Jan Wiktor Kiepura (Sosnowitz, 16 mei 1902 – Harrison (New York), 15 augustus 1966) was een Pools opera- en operettezanger (tenor). Hij werd geboren uit een joodse moeder en een Poolse vader.
Om aan zijn vaders wens te voldoen ging Kiepura rechten studeren aan de universiteit van Warschau, maar tegelijkertijd kreeg hij muziekonderricht bij Wacław Brzeziński. Dit bezorgde hem een eerste engagement bij de opera van Warschau.
Jan Kiepura debuteerde in 1924 als operazanger in de opera van Lemberg (nu: Lviv) als Faust in de gelijknamige opera van Gounod. Het werd een enorm succes. Twee jaar later stond hij in de Weense Staatsopera en vierde daar grote triomfen. In de jaren dertig begon hij ook op te treden in muziekfilms. In 1936 trouwde hij in Katowice met de Hongaarse sopraan Marta Eggerth (geboren 17 april 1912). Tot aan zijn dood zongen zij dikwijls samen in operettes, bij concerten, op plaatopnamen en in films. Zo ook in zijn laatste film Das Land des Lächelns uit 1952.
Midden jaren dertig vormden zij een van de populairste paren in de Europese kunstwereld. In de Poolse wintersportplaats Krynica-Zdrój bezaten zij Hotel Patria, dat een ontmoetingsplaats voor de Europese jetset werd. Zo begonnen Prinses Juliana en Prins Bernhard in 1937 hun huwelijksreis in Hotel Patria.
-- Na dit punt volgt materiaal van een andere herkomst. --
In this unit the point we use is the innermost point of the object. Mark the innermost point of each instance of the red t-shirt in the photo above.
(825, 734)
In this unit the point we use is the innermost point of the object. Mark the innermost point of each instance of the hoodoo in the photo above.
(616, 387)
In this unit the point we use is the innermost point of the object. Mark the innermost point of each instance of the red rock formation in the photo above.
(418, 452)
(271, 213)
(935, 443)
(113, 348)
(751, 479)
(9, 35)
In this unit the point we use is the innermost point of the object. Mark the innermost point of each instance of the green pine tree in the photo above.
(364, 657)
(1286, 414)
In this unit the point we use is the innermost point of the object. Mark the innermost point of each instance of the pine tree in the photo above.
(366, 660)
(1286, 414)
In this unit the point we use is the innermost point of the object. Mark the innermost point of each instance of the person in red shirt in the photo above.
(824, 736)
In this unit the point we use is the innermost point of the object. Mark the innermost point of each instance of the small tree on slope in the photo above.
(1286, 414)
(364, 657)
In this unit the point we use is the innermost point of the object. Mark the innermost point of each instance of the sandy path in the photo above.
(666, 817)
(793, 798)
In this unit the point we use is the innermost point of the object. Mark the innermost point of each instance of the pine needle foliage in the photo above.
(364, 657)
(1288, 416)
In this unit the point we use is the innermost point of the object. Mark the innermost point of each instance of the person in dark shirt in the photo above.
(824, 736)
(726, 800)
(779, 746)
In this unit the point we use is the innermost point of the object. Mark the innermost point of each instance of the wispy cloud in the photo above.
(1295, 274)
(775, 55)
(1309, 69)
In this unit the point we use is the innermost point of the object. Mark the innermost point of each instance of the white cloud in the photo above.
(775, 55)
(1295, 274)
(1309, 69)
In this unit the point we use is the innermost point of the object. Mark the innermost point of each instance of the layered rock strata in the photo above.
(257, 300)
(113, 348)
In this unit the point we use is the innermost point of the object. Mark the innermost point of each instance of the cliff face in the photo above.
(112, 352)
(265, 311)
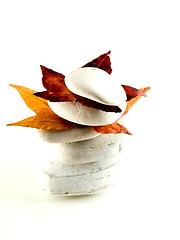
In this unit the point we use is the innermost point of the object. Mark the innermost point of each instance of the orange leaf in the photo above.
(131, 102)
(132, 92)
(33, 102)
(103, 62)
(46, 119)
(111, 128)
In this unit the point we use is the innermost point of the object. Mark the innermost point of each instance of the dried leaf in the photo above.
(46, 119)
(56, 88)
(58, 92)
(103, 62)
(112, 128)
(33, 102)
(131, 102)
(132, 92)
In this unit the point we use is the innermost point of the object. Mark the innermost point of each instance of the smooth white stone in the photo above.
(78, 113)
(96, 84)
(68, 135)
(83, 167)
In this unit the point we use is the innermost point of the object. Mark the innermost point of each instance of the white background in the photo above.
(144, 37)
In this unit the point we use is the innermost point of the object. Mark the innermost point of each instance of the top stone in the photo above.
(96, 84)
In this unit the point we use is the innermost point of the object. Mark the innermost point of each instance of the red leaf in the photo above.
(132, 92)
(103, 62)
(112, 128)
(55, 85)
(52, 80)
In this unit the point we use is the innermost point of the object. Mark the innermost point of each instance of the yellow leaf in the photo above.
(33, 102)
(45, 120)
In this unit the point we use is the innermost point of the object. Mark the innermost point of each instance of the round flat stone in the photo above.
(97, 85)
(78, 113)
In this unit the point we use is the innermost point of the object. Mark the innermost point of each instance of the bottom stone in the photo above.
(84, 167)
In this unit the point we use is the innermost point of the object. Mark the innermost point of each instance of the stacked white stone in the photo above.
(85, 161)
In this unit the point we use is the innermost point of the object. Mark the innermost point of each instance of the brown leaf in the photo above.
(132, 92)
(131, 102)
(112, 128)
(58, 92)
(103, 62)
(33, 102)
(46, 119)
(56, 88)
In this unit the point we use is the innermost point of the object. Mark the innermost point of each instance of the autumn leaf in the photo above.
(58, 92)
(132, 92)
(46, 119)
(111, 128)
(34, 103)
(131, 102)
(103, 62)
(56, 88)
Door de opkomst van het nationaalsocialisme en het begin van de Tweede Wereldoorlog werden Kiepura en Eggerth (die ook gedeeltelijk joods was) gedwongen Europa te ontvluchten. Zij emigreerden naar de Verenigde Staten.
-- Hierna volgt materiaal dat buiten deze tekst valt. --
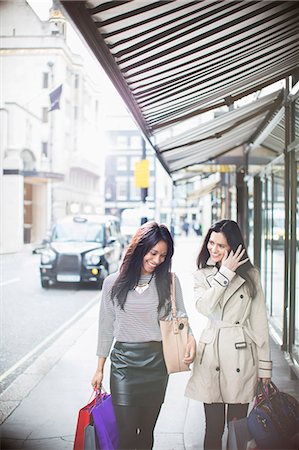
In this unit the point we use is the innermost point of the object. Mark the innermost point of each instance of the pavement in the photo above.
(39, 409)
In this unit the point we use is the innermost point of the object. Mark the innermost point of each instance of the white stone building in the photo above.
(51, 160)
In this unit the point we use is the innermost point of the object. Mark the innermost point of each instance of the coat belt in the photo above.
(258, 340)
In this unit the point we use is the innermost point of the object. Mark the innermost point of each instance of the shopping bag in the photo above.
(274, 419)
(105, 422)
(238, 434)
(82, 422)
(90, 438)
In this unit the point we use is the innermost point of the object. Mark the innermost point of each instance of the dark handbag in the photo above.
(274, 419)
(174, 337)
(105, 422)
(238, 434)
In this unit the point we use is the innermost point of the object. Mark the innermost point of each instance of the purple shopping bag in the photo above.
(105, 422)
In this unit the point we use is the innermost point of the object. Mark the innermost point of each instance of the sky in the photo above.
(77, 45)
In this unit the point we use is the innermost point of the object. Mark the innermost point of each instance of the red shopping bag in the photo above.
(83, 422)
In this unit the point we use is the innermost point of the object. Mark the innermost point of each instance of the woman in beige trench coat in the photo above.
(233, 350)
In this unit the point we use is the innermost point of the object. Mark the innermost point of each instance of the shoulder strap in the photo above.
(172, 295)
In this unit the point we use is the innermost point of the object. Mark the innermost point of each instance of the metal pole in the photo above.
(143, 191)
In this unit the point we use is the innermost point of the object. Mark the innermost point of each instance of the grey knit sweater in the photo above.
(138, 322)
Gedurende de Tweede Wereldoorlog ondersteunde Kiepura financieel de tegenstanders van Hitler. In 1953 werd hij tot Amerikaans staatburger genaturaliseerd. In 1958 trad hij voor het eerst op in het communistische Polen, waar hij als een nationale held bejubeld werd.
Jan Kiepura stierf op 15 augustus 1966 in de buurt van New York aan een hartstilstand.